Toutefois, ce que le Comte Tauffkirchen me dit sur ce dernier point ne forma pas la partie la plus claire de son exposition.

Il me parla d'une garantie de nos provinces allemandes. Il me donna à entendre que, même pour nos provinces non allemandes, on pourrait nous offrir toutes les sûretés désirables en vue de dangers possibles. Il nomma la Russie, ajoutant que ces sûretés découleraient naturellement d'un renouvellement de la TripleAlliance. Il insinua enfin (comme on l'avait déjà fait de Munich) l'alliance de la Prusse et de l'Autriche permettrait aux que États du Midi de conserver plus d'indépendance, et qu'une union internationale de l'Autriche avec la Confédération du Nord et avec la Confédération du Midi pourrait amener enfin des liens étroits et durables qui remplaceraient avantageusement pour l'Autriche et pour la nation allemande l'ancienne Confédération germanique. Je crois avoir donné dans ce résumé la substance des propositions du Comte Tauffkirchen, sans les amoindrir en aucune manière.

Le langage de M. de Werther et une dépêche confidentielle qu'il me lut me confirmèrent que M. de Bismarck avait autorisé l'Envoyé du Gouvernement bavarois à faire ces ouvertures à Vienne. M. de Werther seconda les efforts du Comte Tauffkirchen; mais je suis forcé de faire observer que l'Ambassadeur du Roi ne s'engageait pas, et que nous ne pouvions prêter l'oreille aux propositions d'alliance qu'au risque de ne pas les savoir ratifiées d'avance à Berlin.

Je vais avoir l'honneur maintenant de faire part à Votre Excellence de mes réponses.

Lorsque plusieurs intéressés ont à discuter de graves questions,

il est utile parfois d'intervertir en pensée les rôles, afin d'arriver par là à juger impartialement les choses. Ce fut la première observation que je fis au Comte Tauffkirchen. «Permettez-moi, lui dis-je, d'imaginer une combinaison où, au lieu de venir de Berlin à Vienne, vous apporteriez de la capitale de l'Autriche des propositions d'alliance à la Prusse. Supposez un instant que l'Autriche, après la guerre de Crimée, ait conservé le droit de garnison dans une forteresse moldave, située à la même distance de la frontière russe que Luxembourg de la frontière française. Supposez encore que le Gouvernement autrichien ait pris en Galicie une série de mesures qui aient excité en Russie une agitation aussi grande que celle que la Prusse a provoquée en France par ses actes depuis les préliminaires de Nikolsbourg.
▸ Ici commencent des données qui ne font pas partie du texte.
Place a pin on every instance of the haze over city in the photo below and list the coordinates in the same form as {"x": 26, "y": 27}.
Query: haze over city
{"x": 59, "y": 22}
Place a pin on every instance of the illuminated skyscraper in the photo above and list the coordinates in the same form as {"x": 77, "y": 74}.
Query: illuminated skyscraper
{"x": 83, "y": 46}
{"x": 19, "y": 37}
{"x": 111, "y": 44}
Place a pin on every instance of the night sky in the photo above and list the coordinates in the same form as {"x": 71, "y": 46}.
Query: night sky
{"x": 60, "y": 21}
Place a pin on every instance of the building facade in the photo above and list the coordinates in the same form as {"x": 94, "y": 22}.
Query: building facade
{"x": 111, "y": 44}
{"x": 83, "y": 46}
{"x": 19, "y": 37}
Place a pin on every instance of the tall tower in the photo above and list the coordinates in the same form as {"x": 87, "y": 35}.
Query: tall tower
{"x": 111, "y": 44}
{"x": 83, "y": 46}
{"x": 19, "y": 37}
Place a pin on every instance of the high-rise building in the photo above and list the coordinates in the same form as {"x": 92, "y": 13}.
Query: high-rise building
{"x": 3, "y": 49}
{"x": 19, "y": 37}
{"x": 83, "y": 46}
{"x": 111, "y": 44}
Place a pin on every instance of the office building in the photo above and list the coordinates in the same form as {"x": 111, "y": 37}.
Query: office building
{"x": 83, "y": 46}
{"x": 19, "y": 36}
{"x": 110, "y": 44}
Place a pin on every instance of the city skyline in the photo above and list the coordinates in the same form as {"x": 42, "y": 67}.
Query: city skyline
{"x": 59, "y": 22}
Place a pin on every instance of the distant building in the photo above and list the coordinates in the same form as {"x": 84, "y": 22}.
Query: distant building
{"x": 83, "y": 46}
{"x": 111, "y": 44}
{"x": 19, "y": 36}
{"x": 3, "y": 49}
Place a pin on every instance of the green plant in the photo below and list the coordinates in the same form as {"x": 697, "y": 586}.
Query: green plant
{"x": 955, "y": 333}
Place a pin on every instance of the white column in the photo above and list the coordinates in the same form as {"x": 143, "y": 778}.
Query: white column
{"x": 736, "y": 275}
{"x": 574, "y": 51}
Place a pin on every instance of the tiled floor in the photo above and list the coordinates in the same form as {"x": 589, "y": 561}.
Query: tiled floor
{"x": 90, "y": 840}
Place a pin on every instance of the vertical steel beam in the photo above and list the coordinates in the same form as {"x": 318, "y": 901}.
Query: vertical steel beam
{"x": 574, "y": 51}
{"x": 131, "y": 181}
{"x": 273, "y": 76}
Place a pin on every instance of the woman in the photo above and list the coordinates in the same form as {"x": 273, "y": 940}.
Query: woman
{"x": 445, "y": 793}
La Russie trouverait notre voisinage en Moldavie dangereux, une guerre serait imminente, et vous iriez offrir, au nom de la Bavière et en notre nom, notre alliance à Berlin. Croyez-vous qu'en y faisant ressortir que l'Autriche, au fond, représente l'intérêt allemand en face de la Russie, que la Cour de Vienne regarde une alliance avec la Prusse comme opportune, qu'elle est disposée à garantir à la Prusse ses provinces allemandes, et que la Prusse alliée à l'Autriche n'aurait rien à craindre pour la Posnanie, croyez-vous que ces motifs parussent suffisants à Berlin pour contracter une alliance avec nous contre la Russie?"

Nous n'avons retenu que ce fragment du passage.